Will a Governor’s Exit Really Hit the Indian Markets?

Published on 11 Aug, 2016

India Investment Research

When one of the world's best central bankers calls it quits, markets will wince, policies will change, and economic reforms will unravel.

Or will they?


At the helm since 2013, Reserve Bank of India Governor Raghuram Rajan has been a beacon of hope for Indian banking.

He’s kept a $1.7 trillion economy steady in a turbulent global economy.

He steered the mammoth economy true, slashing inflation by half.

He did that while keeping interest rates low — their lowest in over five years — spurring economic growth and consumer spending.

He put a successful plan in play to curb bad debt, restoring faith in the nation’s credit growth.

He ushered in a new age of banking, making services available to over two-thirds of a population that was otherwise cut off from mainstream banking.

He tackled the Rupee’s volatility head-on, reducing India’s foreign exchange deficit by $118bn.


He did it all in three years.


Through sustained policy focus and structural reforms, Rajan has completed some herculean tasks without faltering.

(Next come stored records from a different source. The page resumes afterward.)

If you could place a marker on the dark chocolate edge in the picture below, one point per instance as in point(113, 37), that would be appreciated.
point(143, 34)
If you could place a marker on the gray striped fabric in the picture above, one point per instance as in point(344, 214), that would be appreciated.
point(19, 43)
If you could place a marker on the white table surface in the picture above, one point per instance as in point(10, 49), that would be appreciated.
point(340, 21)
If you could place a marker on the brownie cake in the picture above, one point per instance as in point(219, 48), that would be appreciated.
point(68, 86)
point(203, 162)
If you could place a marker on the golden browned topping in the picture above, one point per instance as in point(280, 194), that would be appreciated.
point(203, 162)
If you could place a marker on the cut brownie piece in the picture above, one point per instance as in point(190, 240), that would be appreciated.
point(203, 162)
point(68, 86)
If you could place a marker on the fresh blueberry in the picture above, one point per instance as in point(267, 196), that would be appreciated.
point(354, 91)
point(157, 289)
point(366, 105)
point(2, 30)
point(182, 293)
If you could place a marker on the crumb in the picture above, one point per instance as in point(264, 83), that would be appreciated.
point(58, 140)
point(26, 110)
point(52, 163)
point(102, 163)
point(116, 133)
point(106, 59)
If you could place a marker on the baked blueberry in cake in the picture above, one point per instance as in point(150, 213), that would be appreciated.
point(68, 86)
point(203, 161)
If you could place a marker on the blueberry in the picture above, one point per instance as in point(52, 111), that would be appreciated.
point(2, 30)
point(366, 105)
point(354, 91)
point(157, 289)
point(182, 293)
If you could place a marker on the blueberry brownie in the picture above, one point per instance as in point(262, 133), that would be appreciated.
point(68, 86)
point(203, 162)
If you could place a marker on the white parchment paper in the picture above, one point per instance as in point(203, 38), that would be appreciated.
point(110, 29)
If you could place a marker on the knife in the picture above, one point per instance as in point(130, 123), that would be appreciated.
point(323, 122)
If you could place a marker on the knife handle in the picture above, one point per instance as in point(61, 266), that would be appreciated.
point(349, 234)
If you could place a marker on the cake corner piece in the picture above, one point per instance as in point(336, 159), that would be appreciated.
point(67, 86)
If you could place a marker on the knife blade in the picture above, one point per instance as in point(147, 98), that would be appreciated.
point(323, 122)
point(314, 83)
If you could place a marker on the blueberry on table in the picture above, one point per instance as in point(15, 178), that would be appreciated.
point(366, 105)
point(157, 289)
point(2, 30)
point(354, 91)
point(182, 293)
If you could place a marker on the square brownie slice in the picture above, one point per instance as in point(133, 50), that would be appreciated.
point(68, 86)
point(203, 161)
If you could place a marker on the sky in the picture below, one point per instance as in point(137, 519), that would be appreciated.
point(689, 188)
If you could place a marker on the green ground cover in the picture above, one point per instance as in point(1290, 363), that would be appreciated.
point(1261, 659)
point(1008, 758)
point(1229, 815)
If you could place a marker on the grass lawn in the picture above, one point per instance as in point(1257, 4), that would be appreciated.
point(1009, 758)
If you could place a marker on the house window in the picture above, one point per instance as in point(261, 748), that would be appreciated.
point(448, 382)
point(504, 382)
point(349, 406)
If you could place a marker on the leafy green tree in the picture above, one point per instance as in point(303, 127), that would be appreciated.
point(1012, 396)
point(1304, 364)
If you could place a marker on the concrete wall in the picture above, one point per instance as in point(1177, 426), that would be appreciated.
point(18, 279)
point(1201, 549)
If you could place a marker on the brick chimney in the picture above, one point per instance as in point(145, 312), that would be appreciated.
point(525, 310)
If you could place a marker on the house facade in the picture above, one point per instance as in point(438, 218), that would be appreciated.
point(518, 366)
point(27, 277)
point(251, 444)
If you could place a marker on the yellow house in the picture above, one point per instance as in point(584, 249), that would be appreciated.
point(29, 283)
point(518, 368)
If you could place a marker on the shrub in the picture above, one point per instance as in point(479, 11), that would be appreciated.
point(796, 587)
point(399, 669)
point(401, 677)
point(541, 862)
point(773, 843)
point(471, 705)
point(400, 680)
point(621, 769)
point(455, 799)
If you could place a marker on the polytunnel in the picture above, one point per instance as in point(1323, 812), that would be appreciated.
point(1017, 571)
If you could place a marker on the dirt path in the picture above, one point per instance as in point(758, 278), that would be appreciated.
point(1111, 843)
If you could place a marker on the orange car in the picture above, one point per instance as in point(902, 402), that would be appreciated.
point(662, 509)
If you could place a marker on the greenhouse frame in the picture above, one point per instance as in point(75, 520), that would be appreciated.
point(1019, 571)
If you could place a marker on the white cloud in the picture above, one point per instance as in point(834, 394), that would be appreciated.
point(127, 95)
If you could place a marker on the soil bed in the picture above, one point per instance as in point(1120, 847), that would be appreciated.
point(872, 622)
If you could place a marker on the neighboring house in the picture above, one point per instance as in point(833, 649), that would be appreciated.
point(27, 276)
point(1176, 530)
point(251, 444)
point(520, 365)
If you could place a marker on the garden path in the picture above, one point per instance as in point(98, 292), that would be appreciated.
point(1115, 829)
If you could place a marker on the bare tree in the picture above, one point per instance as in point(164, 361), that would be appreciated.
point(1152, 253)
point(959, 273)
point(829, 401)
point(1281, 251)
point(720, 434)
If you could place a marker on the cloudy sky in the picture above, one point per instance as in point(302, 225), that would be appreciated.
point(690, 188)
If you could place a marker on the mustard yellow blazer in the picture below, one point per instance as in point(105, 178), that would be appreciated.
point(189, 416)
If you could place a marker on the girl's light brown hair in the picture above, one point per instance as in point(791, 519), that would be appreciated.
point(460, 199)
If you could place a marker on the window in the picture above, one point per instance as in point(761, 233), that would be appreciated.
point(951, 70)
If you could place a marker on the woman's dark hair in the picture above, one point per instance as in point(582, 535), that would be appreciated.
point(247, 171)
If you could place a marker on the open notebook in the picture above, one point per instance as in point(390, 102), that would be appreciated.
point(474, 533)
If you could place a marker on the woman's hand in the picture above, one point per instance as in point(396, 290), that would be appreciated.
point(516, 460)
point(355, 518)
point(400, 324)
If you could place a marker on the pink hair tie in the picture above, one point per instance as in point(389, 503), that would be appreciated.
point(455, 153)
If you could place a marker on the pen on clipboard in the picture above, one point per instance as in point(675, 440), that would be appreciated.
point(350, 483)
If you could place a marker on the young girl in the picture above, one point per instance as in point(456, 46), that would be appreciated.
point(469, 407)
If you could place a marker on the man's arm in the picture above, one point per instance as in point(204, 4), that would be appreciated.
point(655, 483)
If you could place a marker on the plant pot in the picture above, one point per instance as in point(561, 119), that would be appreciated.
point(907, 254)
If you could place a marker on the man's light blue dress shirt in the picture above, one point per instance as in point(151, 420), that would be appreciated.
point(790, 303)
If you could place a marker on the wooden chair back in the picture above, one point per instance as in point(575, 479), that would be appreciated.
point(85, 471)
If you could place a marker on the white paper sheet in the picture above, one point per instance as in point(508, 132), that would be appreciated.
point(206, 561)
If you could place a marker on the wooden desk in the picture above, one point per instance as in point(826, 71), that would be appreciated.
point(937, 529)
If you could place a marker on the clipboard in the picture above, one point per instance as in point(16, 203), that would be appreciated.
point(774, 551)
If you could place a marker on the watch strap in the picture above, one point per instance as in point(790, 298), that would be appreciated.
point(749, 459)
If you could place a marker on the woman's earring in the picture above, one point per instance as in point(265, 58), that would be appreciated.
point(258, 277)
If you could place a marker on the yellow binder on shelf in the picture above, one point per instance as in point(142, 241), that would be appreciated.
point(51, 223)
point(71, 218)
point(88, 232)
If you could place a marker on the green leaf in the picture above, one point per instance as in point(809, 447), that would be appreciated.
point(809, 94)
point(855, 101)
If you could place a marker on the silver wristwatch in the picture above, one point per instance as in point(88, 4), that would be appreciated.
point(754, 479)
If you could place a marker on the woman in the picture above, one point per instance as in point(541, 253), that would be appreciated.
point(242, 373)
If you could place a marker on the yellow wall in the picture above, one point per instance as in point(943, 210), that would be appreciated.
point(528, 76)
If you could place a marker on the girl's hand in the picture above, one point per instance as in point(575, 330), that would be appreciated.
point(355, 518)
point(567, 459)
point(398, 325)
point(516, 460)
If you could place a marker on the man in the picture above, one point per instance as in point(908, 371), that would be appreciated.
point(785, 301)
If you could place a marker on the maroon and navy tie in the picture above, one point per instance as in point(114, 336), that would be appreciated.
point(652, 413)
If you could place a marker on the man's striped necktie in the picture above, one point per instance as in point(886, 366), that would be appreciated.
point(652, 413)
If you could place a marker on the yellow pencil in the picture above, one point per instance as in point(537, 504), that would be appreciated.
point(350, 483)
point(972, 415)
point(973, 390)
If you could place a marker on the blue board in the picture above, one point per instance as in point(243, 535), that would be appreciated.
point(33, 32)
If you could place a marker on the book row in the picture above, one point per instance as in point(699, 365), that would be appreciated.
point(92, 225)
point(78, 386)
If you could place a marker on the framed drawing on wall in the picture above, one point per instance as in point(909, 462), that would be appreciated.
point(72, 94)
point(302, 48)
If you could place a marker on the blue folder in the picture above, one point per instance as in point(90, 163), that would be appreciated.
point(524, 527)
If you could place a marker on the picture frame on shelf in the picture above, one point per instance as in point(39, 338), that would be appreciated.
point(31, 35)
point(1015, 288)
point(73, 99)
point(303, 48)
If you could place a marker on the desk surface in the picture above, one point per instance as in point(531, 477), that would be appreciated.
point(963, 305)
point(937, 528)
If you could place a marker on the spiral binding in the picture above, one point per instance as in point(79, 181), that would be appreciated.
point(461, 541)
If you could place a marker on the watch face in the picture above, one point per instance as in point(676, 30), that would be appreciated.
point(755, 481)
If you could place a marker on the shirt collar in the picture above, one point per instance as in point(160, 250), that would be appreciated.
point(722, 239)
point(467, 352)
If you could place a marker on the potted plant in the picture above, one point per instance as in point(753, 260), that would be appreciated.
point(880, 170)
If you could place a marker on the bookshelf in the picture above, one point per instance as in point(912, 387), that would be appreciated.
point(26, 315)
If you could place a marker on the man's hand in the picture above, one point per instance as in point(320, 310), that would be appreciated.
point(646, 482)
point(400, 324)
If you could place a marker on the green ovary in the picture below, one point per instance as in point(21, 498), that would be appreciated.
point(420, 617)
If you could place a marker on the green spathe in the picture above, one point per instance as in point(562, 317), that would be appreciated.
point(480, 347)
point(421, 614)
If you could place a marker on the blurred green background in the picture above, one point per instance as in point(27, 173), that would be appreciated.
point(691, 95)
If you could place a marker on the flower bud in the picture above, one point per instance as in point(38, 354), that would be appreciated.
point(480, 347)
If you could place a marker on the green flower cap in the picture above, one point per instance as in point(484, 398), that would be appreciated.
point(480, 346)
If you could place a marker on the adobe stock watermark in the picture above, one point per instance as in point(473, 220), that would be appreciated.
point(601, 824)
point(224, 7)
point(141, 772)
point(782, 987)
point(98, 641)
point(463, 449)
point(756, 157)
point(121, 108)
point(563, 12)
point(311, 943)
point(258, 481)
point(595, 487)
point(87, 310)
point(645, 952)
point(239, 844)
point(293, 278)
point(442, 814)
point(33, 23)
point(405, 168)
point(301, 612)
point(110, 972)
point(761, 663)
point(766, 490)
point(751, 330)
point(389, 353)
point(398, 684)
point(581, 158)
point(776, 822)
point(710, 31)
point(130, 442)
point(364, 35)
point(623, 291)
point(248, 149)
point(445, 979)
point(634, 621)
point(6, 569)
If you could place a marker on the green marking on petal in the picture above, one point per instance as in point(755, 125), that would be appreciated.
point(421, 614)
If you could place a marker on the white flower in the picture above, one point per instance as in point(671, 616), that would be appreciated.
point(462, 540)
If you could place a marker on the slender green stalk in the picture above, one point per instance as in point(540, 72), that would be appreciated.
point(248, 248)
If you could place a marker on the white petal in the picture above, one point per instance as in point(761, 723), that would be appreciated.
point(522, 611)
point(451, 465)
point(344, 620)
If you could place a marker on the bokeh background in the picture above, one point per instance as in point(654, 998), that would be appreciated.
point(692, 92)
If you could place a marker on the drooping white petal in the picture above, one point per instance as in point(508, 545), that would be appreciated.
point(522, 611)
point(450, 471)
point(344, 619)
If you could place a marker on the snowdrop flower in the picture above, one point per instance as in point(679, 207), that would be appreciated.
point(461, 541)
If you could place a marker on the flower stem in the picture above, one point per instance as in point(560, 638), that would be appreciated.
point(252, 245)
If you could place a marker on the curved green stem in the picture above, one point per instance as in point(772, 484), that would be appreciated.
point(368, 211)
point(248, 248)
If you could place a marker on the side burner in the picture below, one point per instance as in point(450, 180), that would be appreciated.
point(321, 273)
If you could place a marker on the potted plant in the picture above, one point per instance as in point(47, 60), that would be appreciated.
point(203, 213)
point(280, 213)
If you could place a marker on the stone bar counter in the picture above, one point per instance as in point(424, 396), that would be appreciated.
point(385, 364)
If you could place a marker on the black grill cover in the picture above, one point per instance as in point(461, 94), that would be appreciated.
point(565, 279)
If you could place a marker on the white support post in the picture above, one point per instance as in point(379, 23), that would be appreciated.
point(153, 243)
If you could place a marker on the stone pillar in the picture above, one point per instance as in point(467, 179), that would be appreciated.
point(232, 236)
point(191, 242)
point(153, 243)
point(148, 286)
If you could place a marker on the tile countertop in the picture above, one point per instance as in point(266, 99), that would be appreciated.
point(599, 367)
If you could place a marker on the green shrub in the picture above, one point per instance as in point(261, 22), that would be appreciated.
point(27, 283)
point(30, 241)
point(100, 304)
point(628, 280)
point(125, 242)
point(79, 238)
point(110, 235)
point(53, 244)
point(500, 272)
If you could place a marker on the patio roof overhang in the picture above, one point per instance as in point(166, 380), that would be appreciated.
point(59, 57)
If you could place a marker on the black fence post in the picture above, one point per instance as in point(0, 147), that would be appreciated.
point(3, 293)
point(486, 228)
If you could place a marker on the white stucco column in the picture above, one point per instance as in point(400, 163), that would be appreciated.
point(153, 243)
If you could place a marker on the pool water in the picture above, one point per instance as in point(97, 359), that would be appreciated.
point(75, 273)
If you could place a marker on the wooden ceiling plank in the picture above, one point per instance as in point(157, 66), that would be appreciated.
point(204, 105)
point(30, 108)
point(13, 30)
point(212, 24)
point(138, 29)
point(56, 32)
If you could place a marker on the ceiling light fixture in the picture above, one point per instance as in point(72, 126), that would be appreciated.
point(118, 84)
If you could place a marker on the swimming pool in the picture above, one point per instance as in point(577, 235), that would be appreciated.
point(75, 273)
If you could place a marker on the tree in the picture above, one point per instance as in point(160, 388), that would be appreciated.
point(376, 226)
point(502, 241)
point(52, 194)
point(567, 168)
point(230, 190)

With the worst behind him, a second tenure as Governor would be a milk run as compared to the past few.

 
And that’s precisely why his decision to drop out dropped jaws everywhere. 


Raghuram Rajan took the world by surprise when he announced that he wouldn’t serve a second term as Governor. Indian markets and the Rupee saw a knee-jerk reaction, but soon recovered.  With Rajan all set to bid adieu in September, many believe India has a tough road ahead. 

Opinion is divided on whether Rajan’s exit — popularly known as Rexit — could stall the momentum of India’s economic recuperation.  As investors fret about the possibility of resurging inflation and a volatile currency, there’s probably good reason for them to doubt the Indian economy’s ability to come out unscathed. 


Speculators are wary of a Foreign Institutional investor (FII) sell-off in debt markets. 


Foreign investors have poured USD40bn into the relatively stable Indian debt market, hoping for high yields. They were counting on  Rajan to stave off the Rupee’s depreciation. A Rexit could lead to falling interest and exchange rates, pushing foreign investors to pull out in the short term.

There’s also growing uncertainty over many unresolved issues such as injecting liquidity into distressed public sector banks, implementing a nation-wide Goods and Services Tax (GST) , as well as the land acquisition bill, that are damping investor sentiments. 


The State Bank of India (SBI) believes India has nothing to fear from a Rexit however. 


They’re cautioning against taking drastic action based on speculative assumptions. It’s arguable that India has been grappling with inflation since ’83, well before Rajan’s time. In any case, the consumer price index (CPI) would not have any stable correlation with monetary policy instruments over short and medium terms, simply because it’s susceptible to supply-side tremors.


Some even believe Rajan has been given more credit than due. 


When Rajan took over, the Rupee was in a stable position due to a digression from quantitative easing and low interest rates as the economy improved. While India’s inflation seems to have been reined in during Rajan’s tenure, some attribute it to the massive decline in oil and commodity prices. Since 2013, oil prices have dropped to less than half of what they used to be.  The low current account deficit could be attributed to the fall in crude prices as well.  In this light, it wouldn’t be fair to say that inflation is under control only due to the RBI’s monetary policy and high interest rates.

Rajan’s move to cut interest rates in order to control inflation was also slower than the banking industry expected, adversely impacting the amount of India’s capital inflow. This particularly hit SMEs, who now have to pay higher interest rates (16-22%) than their larger corporate counterparts (9%).

While Rajan’s exit would cause some inevitable market fluctuations, they’re likely to be knee-jerk reactions that’ll diffuse in the long run. If the next Governor can strike the right chord on continuity versus change, shifting the markets’ focus toward improving macro fundamentals, such short-term volatility won’t amount to much. 


India’s economy seems to be doing well, bolstered by favorable reform as much as by the will of the Gods. Given its steady momentum and relative isolation from upheavals in global markets, it’s unlikely that a single factor, even one as significant as the Rexit, would significantly sway the Indian markets.